OAIPMH Harvesting

This is a harvesting protocol that is widely used among libraries. GeoNetwork implements version 2.0 of the protocol.

Adding an OAI-PMH harvester

An OAI-PMH server implements a harvesting protocol that GeoNetwork, acting as a client, can use to harvest metadata.

../../../_images/web-harvesting-oaipmh.png

Adding an OAI-PMH harvesting harvester

Configuration options:

  • Site - Options describing the remote site.
    • Name - This is a short description of the remote site. It will be shown in the harvesting main page as the name for this instance of the OAIPMH harvester.
    • URL - The URL of the OAI-PMH server from which metadata will be harvested.
    • Icon - An icon to assign to harvested metadata. The icon will be used when showing search results.
    • Use account - Account credentials for basic HTTP authentication on the OAIPMH server.
  • Search criteria - This allows you to select metadata records for harvest based on certain criteria:
    • From - You can provide a start date here. Any metadata whose last change date is equal to or greater than this date will be harvested. To add or edit a value for this field you need to use the icon alongside the text box. This field is optional so if you don’t provide a start date the constraint is dropped. Use the icon to clear the field.
    • Until - Functions in the same way as the From parameter but adds an end constraint to the last change date search.
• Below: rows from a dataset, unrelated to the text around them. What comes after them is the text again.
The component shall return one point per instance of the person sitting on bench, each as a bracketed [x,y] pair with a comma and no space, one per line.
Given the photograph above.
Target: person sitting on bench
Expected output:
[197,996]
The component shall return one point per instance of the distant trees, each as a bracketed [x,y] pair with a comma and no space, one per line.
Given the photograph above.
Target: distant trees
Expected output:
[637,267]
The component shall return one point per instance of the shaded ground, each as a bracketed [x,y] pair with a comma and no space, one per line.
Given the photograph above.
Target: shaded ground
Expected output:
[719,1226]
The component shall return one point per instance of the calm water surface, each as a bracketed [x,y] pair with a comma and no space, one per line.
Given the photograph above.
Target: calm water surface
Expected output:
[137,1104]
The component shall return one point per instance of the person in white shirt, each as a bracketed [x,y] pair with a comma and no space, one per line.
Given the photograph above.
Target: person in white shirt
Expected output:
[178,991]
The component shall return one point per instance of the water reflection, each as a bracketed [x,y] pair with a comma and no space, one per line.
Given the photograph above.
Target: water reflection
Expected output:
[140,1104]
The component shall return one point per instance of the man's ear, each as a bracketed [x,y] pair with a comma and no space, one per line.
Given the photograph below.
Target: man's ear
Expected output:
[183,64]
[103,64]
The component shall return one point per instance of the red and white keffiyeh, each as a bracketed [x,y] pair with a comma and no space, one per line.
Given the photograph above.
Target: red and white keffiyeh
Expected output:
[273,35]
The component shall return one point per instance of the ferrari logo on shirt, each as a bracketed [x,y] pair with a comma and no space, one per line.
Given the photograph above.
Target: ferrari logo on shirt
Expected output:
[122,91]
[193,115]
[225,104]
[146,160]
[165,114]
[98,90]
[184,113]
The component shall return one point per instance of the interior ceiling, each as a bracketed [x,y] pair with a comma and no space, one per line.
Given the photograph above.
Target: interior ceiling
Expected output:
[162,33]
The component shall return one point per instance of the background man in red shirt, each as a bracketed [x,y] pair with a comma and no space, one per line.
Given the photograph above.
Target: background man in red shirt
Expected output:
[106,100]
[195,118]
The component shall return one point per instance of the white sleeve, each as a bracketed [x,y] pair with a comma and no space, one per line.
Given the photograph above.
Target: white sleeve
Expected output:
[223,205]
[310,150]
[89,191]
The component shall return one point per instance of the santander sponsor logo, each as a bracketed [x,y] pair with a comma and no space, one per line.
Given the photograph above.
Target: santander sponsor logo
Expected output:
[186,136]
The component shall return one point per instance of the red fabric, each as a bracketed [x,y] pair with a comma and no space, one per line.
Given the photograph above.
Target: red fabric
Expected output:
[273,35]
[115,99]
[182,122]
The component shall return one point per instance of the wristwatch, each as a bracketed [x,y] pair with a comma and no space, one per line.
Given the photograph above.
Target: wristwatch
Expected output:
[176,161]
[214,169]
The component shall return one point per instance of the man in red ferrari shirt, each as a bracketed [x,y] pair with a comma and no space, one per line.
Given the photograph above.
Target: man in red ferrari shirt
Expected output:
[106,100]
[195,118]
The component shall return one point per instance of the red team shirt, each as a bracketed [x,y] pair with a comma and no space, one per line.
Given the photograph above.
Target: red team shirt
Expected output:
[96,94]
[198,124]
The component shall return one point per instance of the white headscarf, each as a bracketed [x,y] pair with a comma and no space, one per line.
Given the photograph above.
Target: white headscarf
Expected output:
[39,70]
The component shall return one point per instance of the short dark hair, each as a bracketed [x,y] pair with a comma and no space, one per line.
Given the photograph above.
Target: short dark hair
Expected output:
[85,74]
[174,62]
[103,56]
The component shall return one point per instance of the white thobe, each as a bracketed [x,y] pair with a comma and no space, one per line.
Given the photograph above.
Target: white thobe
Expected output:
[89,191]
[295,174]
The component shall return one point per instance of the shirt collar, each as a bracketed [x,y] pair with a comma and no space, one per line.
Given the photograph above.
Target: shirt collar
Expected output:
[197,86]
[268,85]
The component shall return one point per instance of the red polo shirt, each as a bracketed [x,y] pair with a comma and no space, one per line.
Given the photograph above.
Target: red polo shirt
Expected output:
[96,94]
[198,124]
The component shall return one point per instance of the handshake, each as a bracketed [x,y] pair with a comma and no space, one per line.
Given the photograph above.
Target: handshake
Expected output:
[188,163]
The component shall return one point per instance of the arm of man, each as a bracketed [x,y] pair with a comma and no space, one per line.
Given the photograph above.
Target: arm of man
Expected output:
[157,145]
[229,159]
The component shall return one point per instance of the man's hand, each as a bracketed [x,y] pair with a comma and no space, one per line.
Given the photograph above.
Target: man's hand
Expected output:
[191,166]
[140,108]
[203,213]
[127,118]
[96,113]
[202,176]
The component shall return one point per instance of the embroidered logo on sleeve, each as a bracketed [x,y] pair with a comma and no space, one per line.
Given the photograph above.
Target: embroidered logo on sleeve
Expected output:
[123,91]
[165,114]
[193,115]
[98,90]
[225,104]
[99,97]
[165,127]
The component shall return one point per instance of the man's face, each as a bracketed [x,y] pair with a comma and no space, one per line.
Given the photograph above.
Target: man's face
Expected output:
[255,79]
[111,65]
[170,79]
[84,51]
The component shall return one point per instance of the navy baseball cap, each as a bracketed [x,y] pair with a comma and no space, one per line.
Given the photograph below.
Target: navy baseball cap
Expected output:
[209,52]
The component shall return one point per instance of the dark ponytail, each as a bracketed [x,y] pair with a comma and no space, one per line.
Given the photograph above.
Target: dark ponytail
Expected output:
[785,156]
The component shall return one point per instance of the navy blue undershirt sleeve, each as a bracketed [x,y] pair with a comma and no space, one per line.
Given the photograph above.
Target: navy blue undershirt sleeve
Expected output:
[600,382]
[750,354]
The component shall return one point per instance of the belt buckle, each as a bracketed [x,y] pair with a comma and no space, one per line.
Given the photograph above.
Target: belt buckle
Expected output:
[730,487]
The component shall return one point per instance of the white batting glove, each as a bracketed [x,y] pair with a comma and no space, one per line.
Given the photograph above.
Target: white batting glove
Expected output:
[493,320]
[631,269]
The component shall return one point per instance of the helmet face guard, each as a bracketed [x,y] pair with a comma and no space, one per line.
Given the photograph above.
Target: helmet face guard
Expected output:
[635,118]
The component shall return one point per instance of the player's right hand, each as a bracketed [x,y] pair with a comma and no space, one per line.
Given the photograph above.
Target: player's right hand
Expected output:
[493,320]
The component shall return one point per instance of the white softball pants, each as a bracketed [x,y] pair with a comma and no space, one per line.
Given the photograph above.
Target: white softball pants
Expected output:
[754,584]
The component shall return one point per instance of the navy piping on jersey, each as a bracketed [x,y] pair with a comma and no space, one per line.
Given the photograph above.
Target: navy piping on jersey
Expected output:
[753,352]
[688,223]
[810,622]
Any metadata whose last change data is less than or equal to this data will be harvested.
    • Set - An OAI-PMH server classifies metadata into sets (like categories in GeoNetwork). You can request all metadata records that belong to a set (and any of its subsets) by specifying the name of that set here.
    • Prefix - ‘Prefix’ means metadata format. The oai_dc prefix must be supported by all OAI-PMH compliant servers.
    • You can use the Add button to add more than one Search Criteria set. Search Criteria sets can be removed by clicking on the small cross at the top left of the set.

Note

the ‘OAI provider sets’ drop down next to the Set text box and the ‘OAI provider prefixes’ drop down next to the Prefix textbox are initially blank. After specifying the connection URL, you can press the Retrieve Info button, which will connect to the remote OAI-PMH server, retrieve all supported sets and prefixes and fill the drop downs with these values. Selecting a value from either of these drop downs will fill the appropriate text box with the selected value.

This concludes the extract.